A veces viene la alegría.

No era que se había ido, que no estaba más.

Esa visión catastrófica de la emocionalidad incumplida. Fue sólo un presagio fallido del pesimismo. Que quedó como un supuesto profético incumplido.

Porque la alegría no se fue, la alegría siempre estuvo.

Para decir verdad me acompañó de niño. Yo la agarré de la mano y la llevé por la vida para siempre.

No podía hacer otra cosa.

Yo la quise, ella me quiso. Nosotros nos queremos.

Así que nos aferramos y marchamos por las circunstancias. Con paso decidido, abriendo pecho a las balas.

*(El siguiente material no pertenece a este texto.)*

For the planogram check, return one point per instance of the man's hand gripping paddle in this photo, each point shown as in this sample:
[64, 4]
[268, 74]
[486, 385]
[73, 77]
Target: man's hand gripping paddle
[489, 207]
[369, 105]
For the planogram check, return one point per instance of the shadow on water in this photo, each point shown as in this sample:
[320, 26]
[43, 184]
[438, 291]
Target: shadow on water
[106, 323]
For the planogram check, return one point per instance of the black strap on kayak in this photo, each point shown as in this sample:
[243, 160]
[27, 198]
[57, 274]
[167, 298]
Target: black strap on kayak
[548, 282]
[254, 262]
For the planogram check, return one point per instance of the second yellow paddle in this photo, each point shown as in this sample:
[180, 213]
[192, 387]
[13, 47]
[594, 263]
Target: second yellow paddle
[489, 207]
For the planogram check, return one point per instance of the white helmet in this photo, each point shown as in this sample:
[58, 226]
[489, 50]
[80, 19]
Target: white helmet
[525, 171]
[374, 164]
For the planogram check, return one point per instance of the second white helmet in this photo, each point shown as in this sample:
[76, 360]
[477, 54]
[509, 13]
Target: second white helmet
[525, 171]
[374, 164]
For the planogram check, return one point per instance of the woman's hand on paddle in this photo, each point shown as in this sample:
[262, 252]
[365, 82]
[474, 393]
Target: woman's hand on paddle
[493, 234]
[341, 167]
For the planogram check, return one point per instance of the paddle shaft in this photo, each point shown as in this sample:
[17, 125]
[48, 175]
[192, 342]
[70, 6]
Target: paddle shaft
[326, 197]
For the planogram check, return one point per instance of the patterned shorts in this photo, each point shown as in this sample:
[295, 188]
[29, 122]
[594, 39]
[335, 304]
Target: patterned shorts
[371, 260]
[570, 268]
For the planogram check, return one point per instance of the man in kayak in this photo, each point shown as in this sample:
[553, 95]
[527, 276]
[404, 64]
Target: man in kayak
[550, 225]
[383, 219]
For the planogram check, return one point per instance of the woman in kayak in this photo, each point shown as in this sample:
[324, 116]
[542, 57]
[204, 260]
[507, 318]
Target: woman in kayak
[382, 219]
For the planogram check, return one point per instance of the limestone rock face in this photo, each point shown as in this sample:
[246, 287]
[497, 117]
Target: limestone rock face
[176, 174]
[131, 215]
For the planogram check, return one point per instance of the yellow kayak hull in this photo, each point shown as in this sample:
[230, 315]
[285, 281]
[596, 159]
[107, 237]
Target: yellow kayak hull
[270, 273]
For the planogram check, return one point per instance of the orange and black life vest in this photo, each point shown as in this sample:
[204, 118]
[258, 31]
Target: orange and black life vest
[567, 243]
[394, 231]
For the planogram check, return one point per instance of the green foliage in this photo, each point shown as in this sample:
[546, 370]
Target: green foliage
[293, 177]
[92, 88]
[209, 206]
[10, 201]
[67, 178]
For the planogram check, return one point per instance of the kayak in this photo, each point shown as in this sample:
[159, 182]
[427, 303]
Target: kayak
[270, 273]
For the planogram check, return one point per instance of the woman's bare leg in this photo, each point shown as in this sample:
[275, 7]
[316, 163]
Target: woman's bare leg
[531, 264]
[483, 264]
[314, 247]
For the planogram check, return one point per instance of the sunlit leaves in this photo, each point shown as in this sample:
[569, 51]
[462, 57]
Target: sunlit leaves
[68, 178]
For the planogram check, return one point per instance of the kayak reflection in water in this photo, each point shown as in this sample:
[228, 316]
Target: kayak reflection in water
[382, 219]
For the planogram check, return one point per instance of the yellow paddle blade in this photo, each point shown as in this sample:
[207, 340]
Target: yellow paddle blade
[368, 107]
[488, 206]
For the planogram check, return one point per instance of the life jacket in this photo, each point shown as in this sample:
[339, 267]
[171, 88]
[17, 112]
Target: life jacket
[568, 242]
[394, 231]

O esquivando los disparos.

Pero anduvimos, y bien que anduvimos.

Por la alegría y por mí.

De modo que yo nunca había soltado la mano. Nunca le hice un desprecio.

Nunca.

Por el contrario siempre fue bienvenida.

Y ahora mismo percibo esa sensación íntima e intensa. Esa energía silenciosa pero movilizante. Que me dice, mirá Juan, aquí estoy.

No me había ido.


Levántate y anda por la vida. Vamos, haz lo tuyo.

Y salto como un loco del sillón. Y escribo con ansias de atrapar la sensación repentina. De congelarla en un instante con pretensión de eternidad.

Para dar por sentado que la alegría está aquí. Que es una verdad irresoluble.

Que siempre ha estado, que nunca se ha ido.